A Table is created in S3 with pre-defined partitions to store data for the entire year
Asuming that the table salary
has a timestamp
column dt
, we need to create a partitioned table using InnoDB with 12 partitions pre-defined to store data for each month. For DBS test case, create and define the partition according to the test scenario. If data is to be stored for 7 years, We would need to create partitions for 7 years in advance. This requirement will be fixed in the next release, but for now, we have to create those partitions on the S3 table in advance.

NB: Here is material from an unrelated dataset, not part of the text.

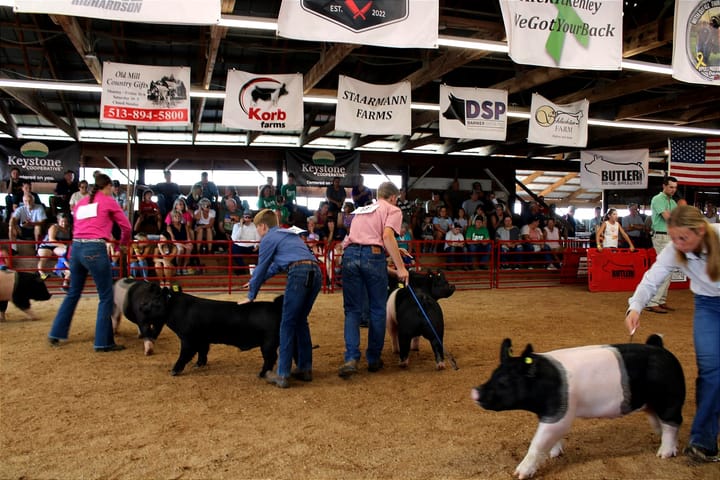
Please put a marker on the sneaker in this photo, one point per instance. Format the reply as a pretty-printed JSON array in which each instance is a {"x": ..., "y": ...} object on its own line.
[
  {"x": 701, "y": 454},
  {"x": 348, "y": 369}
]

MariaDB [testdb]> CREATE TABLE salary
(id int unsigned not null,
emp_id int,
salary double(18,2),
dt timestamp not null,
PRIMARY KEY (id)) ENGINE=InnoDB;
Query OK, 0 rows affected (1.233 sec)
MariaDB [testdb]> CREATE TABLE s3_salary
(id int unsigned not null,
emp_id int,
salary double(18,2),
dt timestamp not null,
PRIMARY KEY (id, dt)) ENGINE=InnoDB
PARTITION BY RANGE(UNIX_TIMESTAMP(dt))
(
PARTITION P01 VALUES LESS THAN (UNIX_TIMESTAMP('2020-02-01 00:00:00')),
PARTITION P02 VALUES LESS THAN (UNIX_TIMESTAMP('2020-03-01 00:00:00')),
PARTITION P03 VALUES LESS THAN (UNIX_TIMESTAMP('2020-04-01 00:00:00')),
PARTITION P04 VALUES LESS THAN (UNIX_TIMESTAMP('2020-05-01 00:00:00')),
PARTITION P05 VALUES LESS THAN (UNIX_TIMESTAMP('2020-06-01 00:00:00')),
PARTITION P06 VALUES LESS THAN (UNIX_TIMESTAMP('2020-07-01 00:00:00')),
PARTITION P07 VALUES LESS THAN (UNIX_TIMESTAMP('2020-08-01 00:00:00')),
PARTITION P08 VALUES LESS THAN (UNIX_TIMESTAMP('2020-09-01 00:00:00')),
PARTITION P09 VALUES LESS THAN (UNIX_TIMESTAMP('2020-10-01 00:00:00')),
PARTITION P10 VALUES LESS THAN (UNIX_TIMESTAMP('2020-11-01 00:00:00')),
PARTITION P11 VALUES LESS THAN (UNIX_TIMESTAMP('2020-12-01 00:00:00')),
PARTITION P12 VALUES LESS THAN (UNIX_TIMESTAMP('2021-01-01 00:00:00'))
);
Query OK, 0 rows affected (2.210 sec)
MariaDB [testdb]> ALTER TABLE s3_salary ENGINE=S3;
Query OK, 0 rows affected (35.865 sec)
Records: 0 Duplicates: 0 Warnings: 0
Now we have the archival s3_salary table already moved to S3 with existing parittions covering 1 year.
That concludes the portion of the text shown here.